# Sysctl Tweaks ?



## blueis300 (Jun 14, 2011)

Kinda new here and not sure if its the right place. Ive been reading page after page for hours. Was wondering how this is different from phone to phone? I assume part is based on the amount of ram each has and your trying to find a mix between battery and performance. Mine currently looks like this and could it be improved at all?
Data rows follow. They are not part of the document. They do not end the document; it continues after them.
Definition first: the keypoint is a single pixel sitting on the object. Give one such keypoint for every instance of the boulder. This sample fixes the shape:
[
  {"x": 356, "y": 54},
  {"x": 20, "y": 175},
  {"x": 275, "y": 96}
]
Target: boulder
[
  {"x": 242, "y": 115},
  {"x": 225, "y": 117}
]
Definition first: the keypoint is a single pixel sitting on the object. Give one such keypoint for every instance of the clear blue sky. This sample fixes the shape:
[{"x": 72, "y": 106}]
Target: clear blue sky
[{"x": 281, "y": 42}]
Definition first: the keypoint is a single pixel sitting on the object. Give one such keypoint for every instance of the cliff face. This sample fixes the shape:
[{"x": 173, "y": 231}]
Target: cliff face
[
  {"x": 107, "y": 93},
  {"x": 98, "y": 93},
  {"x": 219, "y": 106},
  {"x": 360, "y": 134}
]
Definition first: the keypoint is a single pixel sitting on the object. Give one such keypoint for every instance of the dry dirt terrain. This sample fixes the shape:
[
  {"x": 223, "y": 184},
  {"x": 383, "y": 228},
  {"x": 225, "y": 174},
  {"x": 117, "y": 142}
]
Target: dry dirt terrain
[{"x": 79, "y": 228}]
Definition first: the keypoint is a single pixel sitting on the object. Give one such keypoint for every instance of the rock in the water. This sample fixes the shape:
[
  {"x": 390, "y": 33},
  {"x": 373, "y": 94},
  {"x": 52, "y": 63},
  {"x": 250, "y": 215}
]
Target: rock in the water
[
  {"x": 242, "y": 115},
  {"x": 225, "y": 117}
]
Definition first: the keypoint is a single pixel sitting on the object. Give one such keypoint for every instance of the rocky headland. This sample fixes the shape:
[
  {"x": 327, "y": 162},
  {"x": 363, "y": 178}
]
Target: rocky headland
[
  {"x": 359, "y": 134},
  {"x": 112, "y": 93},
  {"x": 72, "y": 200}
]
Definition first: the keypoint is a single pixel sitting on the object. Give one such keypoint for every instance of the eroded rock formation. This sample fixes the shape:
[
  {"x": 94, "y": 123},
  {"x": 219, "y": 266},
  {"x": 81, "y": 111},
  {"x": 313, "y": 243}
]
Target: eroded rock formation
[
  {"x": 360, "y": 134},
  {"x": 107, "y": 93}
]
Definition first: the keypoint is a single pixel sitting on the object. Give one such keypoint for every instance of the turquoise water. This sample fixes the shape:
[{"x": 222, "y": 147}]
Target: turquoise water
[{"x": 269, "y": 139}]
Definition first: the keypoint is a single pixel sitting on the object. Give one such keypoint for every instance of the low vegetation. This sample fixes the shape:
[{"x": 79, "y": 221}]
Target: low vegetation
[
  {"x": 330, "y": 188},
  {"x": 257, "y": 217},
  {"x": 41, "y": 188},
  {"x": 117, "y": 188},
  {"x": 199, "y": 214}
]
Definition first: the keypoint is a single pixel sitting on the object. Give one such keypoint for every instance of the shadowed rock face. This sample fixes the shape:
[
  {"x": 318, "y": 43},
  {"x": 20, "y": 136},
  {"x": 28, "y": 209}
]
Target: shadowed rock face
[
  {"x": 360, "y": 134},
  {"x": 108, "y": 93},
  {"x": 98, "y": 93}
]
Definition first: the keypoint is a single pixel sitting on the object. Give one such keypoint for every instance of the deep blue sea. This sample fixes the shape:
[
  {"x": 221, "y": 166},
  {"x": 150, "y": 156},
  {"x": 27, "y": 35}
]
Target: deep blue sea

(Read this is based on how much ram you want an app to be available,when you want cache to be flushed)
Min Free KBytes 2743
Dirty Ratio 65
Dirty Backround Ratio 35

Next questions is the VM Heap. I read that if you can set it lower speed may be increased but if to low you will FC.Mine is set at.

Vm Heap 55

Then the last question is Auto Memory

ForeGround Applications 8mb
Visible App 10mb
Secondary Server 16mb
Hidden Applications 32gb
Content Provider 64mb

Sorry last question and I think I read was Sd Boost. I set it to 1024 kb. Read it all depends on the rating of your sd card. I transferred programs that I dont use often to the sd card.


----------



## imnuts (Jun 9, 2011)

I set several sysctl tweaks in the kernel, and include a few more in my ROM. Most stuff that can be put in there though you won't do much. As for what effects the mods between phones, it is primarily hardware related. Things related to networking would be affected by signal strength and network type (4G/3G/1X).


----------



## blueis300 (Jun 14, 2011)

Im running at the moment humble 4.22 and dont think it has your updated kernel, can I install it? I tried before and it doesnt show as updated. While you are answering here one other question. On this Rom when first installed I had 3g/4g fine. Several hours later it sucks. I also tried a different Rom and same problem. I switched radios and still no go. I went back to stock and had 4g but didnt stay on it long enough to see what would happen. Any suggestions?


----------